Алексей опять терпеливо выждал, когда смолкнет галдеж, и теперь уже не мягко и ровно, как он начал было говорить, но твердо и сурово, взметнув бровью, выпрямившись, сказал:
— До тех пор, пока над церковным старостой не состоится суд, до тех пор, пока вы не составите список верующих, не соберете денег для ремонта, разговора о ключах быть не может!

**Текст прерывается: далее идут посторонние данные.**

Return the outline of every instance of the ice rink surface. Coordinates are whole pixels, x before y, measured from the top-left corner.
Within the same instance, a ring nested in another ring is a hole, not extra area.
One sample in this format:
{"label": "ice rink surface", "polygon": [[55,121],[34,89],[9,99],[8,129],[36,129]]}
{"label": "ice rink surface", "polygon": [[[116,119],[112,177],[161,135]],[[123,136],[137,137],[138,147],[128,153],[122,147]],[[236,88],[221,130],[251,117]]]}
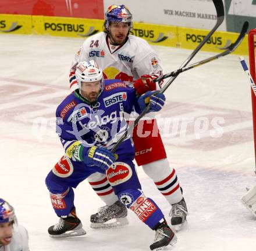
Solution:
{"label": "ice rink surface", "polygon": [[[148,250],[154,232],[133,212],[128,225],[90,228],[90,214],[103,203],[87,181],[75,190],[87,234],[54,239],[47,234],[58,220],[44,179],[63,153],[55,133],[55,109],[69,94],[69,68],[83,41],[1,34],[0,197],[15,206],[27,228],[31,251]],[[191,52],[154,48],[164,73],[177,68]],[[191,63],[213,54],[200,52]],[[190,213],[174,250],[255,251],[256,219],[240,201],[256,177],[250,87],[238,56],[182,73],[166,94],[158,121]],[[169,221],[169,205],[141,168],[137,171],[144,192]]]}

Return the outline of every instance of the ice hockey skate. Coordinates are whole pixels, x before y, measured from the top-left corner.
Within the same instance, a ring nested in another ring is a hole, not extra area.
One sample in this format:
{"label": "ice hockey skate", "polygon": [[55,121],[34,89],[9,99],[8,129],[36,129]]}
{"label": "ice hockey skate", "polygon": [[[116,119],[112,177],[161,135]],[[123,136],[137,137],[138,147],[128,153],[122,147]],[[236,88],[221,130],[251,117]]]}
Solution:
{"label": "ice hockey skate", "polygon": [[59,222],[48,228],[50,237],[61,238],[84,235],[86,234],[73,209],[66,217],[61,217]]}
{"label": "ice hockey skate", "polygon": [[118,201],[111,206],[100,208],[98,213],[91,216],[91,227],[101,228],[127,225],[127,209]]}
{"label": "ice hockey skate", "polygon": [[246,194],[241,198],[241,201],[246,208],[256,217],[256,185],[248,189]]}
{"label": "ice hockey skate", "polygon": [[150,246],[151,250],[170,250],[177,242],[175,234],[168,226],[165,220],[157,227],[154,241]]}
{"label": "ice hockey skate", "polygon": [[178,231],[187,224],[188,212],[184,198],[178,203],[172,205],[170,212],[170,224]]}

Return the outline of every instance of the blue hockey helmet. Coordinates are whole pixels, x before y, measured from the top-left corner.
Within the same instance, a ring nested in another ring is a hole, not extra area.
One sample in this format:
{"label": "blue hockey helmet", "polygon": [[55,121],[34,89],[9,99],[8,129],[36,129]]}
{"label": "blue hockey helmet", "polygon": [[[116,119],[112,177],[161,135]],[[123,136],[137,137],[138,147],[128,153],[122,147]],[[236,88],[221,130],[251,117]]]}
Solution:
{"label": "blue hockey helmet", "polygon": [[0,198],[0,224],[15,221],[13,208],[3,199]]}
{"label": "blue hockey helmet", "polygon": [[111,5],[105,14],[106,28],[111,23],[127,23],[130,29],[133,27],[133,15],[128,8],[123,5]]}

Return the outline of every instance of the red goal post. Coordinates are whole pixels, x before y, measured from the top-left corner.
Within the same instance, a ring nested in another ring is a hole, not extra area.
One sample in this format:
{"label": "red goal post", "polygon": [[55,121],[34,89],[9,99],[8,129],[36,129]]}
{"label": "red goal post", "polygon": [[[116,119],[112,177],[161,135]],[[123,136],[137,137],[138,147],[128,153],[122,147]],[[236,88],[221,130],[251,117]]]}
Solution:
{"label": "red goal post", "polygon": [[[256,48],[256,28],[252,29],[248,34],[248,43],[249,49],[250,73],[251,77],[256,83],[256,69],[255,69],[255,48]],[[253,132],[254,137],[254,157],[255,157],[255,170],[256,174],[256,97],[251,89],[251,105],[253,110]]]}

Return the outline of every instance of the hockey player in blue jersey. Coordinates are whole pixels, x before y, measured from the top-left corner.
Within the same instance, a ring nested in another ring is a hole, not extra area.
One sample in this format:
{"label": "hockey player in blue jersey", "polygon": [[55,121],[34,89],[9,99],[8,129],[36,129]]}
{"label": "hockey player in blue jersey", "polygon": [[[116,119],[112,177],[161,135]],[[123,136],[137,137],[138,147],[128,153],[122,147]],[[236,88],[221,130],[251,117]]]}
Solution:
{"label": "hockey player in blue jersey", "polygon": [[[106,176],[120,202],[133,210],[155,230],[151,250],[161,250],[176,240],[164,216],[151,198],[141,191],[133,160],[134,148],[127,137],[115,152],[111,150],[127,130],[124,113],[133,107],[140,112],[146,105],[159,111],[165,97],[156,92],[137,97],[136,90],[119,79],[102,81],[102,72],[93,60],[77,65],[79,89],[58,107],[56,132],[65,155],[48,174],[45,182],[59,222],[50,227],[52,237],[86,234],[76,214],[73,188],[90,175]],[[127,213],[126,212],[126,213]]]}
{"label": "hockey player in blue jersey", "polygon": [[0,198],[0,251],[29,251],[27,230],[19,225],[13,208]]}

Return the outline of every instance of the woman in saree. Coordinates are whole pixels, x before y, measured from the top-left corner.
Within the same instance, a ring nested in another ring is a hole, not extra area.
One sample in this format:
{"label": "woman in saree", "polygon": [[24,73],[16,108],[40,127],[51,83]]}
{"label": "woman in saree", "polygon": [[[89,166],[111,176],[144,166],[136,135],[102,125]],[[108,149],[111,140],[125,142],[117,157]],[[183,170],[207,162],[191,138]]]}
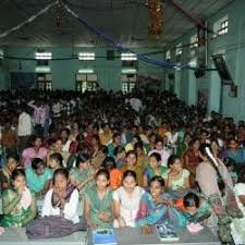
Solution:
{"label": "woman in saree", "polygon": [[35,196],[26,187],[25,172],[14,170],[11,175],[13,187],[2,194],[3,217],[1,226],[26,226],[37,215]]}
{"label": "woman in saree", "polygon": [[71,183],[76,186],[79,194],[94,184],[95,170],[90,166],[90,158],[87,154],[79,154],[76,158],[76,167],[70,171]]}
{"label": "woman in saree", "polygon": [[85,193],[85,221],[91,230],[112,228],[114,216],[112,192],[109,187],[110,173],[100,169],[95,181],[96,185]]}
{"label": "woman in saree", "polygon": [[154,176],[149,181],[150,193],[145,193],[139,203],[136,225],[142,226],[143,233],[152,233],[155,224],[170,220],[177,226],[185,225],[175,208],[170,207],[172,200],[163,193],[164,181],[161,176]]}

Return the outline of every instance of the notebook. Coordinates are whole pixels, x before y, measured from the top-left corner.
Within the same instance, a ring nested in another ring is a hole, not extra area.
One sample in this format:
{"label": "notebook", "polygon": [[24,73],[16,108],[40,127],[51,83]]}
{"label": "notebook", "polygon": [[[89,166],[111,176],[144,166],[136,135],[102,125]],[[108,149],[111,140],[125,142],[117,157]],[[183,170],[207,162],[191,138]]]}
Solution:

— А-а, вы и в колхоз насильно загоняете, — опять закричала Пава, — и церкву насильно отбираете!
— С чьего голоса завела, Пава? — спросил Алексей.
— Свой звончее твоего, — быстро ответила старуха.
Бабы дружно захохотали.
Это еще более подбодрило Паву. Она рванулась к сцене и закричала на Скребнева:
— Эй ты! Зачем с наганом вгоняешь, а? Ко мне бы пришли, я бы вот что вам показала…
Быстро обернулась к сцене и похлопала ладонью по тому месту, откуда у нее выросли сухие ноги.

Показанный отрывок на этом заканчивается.